The Briar Philosopher - Dish Towels and Kitchen Doors (FREE ACCESS)

May 04, 2025

I mowed quite a bit in the orchard last night after work. The weather was pleasant for it and with the apple trees in bloom, the smell was just this side of heaven. After I had accomplished the section I set out to accomplish, I put my mower away and took myself inside to rest a spell before making supper. I decided on something simple since the day had been long. Pasta is always a good fit for such evenings so I set my water to boil.  With a moment to spare I found myself looking out the kitchen door toward the orchard. It was a lovely site, especially with the mowing done and the apple trees in bloom. The evening sun was hitting the trees with that magical light that only comes in late evening, just before the sun goes down and the breeze had the new blossoms dancing. Standing there looking out that kitchen door with a dish towel over my shoulder I couldn’t help but think of the other women that had stood in that very doorway, dish towel and all, looking out at the evening light and reflecting on the day just ending. In that moment I was connected not just to the women of that particular ridge, but to so many women down through the years in places such as this. It felt like an unbroken line of strength and resilience passing through me and, in that moment, I was the daughter of them all. 
In a very true sense we are all the children of everyone who came before us. I think we lose sight of that sometimes and that makes us feel all the more lonely. We also tend to avoid thinking of those who have passed before because the memories grieve us and we wish to avoid the sorrow.  I fear that, with that avoidance, we often miss that feeling of continuation I experienced looking out that kitchen door.  Too often we cling to some material reminder of our forbearers, some tangible thing they left behind…momma’s ring or daddy’s tools….but we invest all of that person into that bit of material while missing the memory of their days and dreams, their moments of joy and pain, their reflections in the world around us.  We stand where they stood but cannot feel them there. We see what they saw but miss the spark of their vision that still lingers.  We hold an old hoe in our hand that our mother once held but we don’t look up and out and around us and feel the truth of that shared experience that gives truth to the idea that their essence still walks the land within us. 
While standing in that kitchen door last night I remembered how many times I had seen my mother stand so, dish towel like a mantle, with a look of serenity or worry or determination or a thousand other feelings on her face.  The Boy’s mother, Mable Sparks, had gone on before I moved back to Kentucky so I never got to meet her but I can know, with certainty, that she also stood there looking out at  the end of the day a thousand times with a thousand expressions playing over her face as she reflected on her life and the lives of her children. 
Wherever we may find ourselves standing, it’s a pretty fair bet that we stand on common ground with those who came before us. We can also rest assured that we share many other things in common with them. We all face much the same things in life; joy, sorrow, struggle, fear, hope, laughter, love and change.  These things bind us together over years, generations, centuries and eons. These things are the essence of our shared human story. We are the sons and daughters of an unbroken line of humanity stretching back further than we can imagine.

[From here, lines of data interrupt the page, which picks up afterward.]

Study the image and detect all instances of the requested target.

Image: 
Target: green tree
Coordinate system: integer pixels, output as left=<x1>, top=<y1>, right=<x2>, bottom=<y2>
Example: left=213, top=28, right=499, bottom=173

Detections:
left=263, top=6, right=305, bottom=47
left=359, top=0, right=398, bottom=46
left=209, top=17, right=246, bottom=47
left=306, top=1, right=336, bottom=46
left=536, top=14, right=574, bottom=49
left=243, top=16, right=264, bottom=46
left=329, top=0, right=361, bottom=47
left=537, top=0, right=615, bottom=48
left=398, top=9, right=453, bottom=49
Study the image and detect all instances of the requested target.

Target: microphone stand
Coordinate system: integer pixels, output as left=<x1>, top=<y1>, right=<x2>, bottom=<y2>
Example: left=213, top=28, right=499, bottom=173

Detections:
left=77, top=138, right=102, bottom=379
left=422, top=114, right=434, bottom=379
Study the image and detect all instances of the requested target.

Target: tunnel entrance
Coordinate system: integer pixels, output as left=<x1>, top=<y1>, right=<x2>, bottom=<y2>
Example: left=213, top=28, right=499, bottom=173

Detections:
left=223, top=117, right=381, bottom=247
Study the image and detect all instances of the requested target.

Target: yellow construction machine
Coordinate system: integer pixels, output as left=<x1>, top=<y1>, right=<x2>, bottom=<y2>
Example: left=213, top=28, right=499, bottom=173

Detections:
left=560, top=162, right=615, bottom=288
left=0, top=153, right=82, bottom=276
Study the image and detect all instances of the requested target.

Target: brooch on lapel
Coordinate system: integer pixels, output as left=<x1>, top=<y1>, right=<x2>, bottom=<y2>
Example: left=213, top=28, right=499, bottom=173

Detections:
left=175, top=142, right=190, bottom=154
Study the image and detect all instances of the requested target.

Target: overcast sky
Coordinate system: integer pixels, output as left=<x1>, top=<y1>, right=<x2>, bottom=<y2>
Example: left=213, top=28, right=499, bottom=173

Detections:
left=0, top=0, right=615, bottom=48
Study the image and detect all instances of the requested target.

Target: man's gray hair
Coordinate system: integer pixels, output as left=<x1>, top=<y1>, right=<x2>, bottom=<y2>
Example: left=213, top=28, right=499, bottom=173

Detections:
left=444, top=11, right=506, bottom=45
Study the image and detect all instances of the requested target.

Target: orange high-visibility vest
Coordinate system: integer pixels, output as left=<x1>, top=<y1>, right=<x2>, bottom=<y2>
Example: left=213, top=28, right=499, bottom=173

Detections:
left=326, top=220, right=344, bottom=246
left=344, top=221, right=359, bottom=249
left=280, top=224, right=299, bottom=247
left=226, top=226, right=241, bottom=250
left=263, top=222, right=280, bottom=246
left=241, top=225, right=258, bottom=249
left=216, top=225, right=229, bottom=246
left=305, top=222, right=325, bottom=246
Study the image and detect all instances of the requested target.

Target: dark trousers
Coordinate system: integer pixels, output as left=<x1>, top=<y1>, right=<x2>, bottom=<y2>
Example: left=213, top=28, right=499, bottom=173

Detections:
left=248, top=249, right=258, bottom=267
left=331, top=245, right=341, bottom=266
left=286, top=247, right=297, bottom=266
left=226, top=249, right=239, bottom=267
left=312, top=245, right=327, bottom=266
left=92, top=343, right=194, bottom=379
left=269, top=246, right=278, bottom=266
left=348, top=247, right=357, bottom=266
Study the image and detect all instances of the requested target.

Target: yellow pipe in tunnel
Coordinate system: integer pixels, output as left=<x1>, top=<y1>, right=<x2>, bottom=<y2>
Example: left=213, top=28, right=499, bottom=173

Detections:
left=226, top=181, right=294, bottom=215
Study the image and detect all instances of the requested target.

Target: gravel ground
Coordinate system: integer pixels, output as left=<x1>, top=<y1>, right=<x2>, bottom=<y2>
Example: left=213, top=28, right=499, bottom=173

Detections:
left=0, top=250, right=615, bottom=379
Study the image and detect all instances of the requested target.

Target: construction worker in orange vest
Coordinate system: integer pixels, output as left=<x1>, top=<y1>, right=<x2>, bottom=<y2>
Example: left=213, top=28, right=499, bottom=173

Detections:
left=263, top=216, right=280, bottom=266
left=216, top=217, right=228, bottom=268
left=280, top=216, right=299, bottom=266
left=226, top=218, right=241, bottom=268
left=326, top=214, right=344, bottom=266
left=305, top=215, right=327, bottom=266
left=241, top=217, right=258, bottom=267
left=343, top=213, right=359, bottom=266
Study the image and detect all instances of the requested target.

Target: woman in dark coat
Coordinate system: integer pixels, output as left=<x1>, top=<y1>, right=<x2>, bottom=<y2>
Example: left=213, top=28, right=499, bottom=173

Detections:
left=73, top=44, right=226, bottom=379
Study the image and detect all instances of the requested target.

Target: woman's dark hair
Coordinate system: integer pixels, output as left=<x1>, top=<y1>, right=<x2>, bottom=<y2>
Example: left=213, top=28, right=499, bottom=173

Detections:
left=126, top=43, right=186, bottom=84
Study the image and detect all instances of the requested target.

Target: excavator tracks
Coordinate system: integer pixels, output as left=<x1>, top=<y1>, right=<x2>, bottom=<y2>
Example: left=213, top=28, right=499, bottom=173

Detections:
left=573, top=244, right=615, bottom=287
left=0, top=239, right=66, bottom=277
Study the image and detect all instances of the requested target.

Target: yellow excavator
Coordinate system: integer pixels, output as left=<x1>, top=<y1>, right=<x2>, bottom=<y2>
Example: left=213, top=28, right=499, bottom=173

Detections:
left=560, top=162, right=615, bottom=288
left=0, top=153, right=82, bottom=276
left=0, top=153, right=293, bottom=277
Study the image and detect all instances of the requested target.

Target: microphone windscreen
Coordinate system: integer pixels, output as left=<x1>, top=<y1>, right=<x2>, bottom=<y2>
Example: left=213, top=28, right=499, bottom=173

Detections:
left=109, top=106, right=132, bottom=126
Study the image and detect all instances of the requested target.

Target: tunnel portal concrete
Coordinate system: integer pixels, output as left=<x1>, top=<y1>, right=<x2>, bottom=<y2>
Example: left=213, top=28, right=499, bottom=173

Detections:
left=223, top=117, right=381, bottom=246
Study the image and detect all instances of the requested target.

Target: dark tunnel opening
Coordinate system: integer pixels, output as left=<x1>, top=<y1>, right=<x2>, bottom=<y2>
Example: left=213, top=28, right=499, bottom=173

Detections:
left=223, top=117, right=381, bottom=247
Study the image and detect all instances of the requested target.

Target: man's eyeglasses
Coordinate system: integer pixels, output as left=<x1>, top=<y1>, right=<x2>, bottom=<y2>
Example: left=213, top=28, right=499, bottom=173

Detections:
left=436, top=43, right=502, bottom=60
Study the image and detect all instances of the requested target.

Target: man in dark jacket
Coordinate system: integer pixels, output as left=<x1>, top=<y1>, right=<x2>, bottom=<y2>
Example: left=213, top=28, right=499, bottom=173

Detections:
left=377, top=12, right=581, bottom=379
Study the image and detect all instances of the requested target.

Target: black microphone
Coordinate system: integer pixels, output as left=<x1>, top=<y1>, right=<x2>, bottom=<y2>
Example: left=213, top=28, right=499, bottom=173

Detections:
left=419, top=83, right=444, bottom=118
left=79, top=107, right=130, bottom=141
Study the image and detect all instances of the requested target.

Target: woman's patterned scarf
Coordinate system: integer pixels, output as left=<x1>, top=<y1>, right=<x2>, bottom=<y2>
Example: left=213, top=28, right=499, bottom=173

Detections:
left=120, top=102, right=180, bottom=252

If we set our minds right and try not to avoid the sorrow that may come from such vision, we can hear them speaking to us and telling us to carry on. 
The next time you find yourself standing by a kitchen door, or planting as your ancestors did, or fixing that old car your daddy left you, or leaning against that tree your grandmother planted, let them in. Let their lives flow through you and remember that you are the result of those who chose to continue. It will give you strength to do so yourself.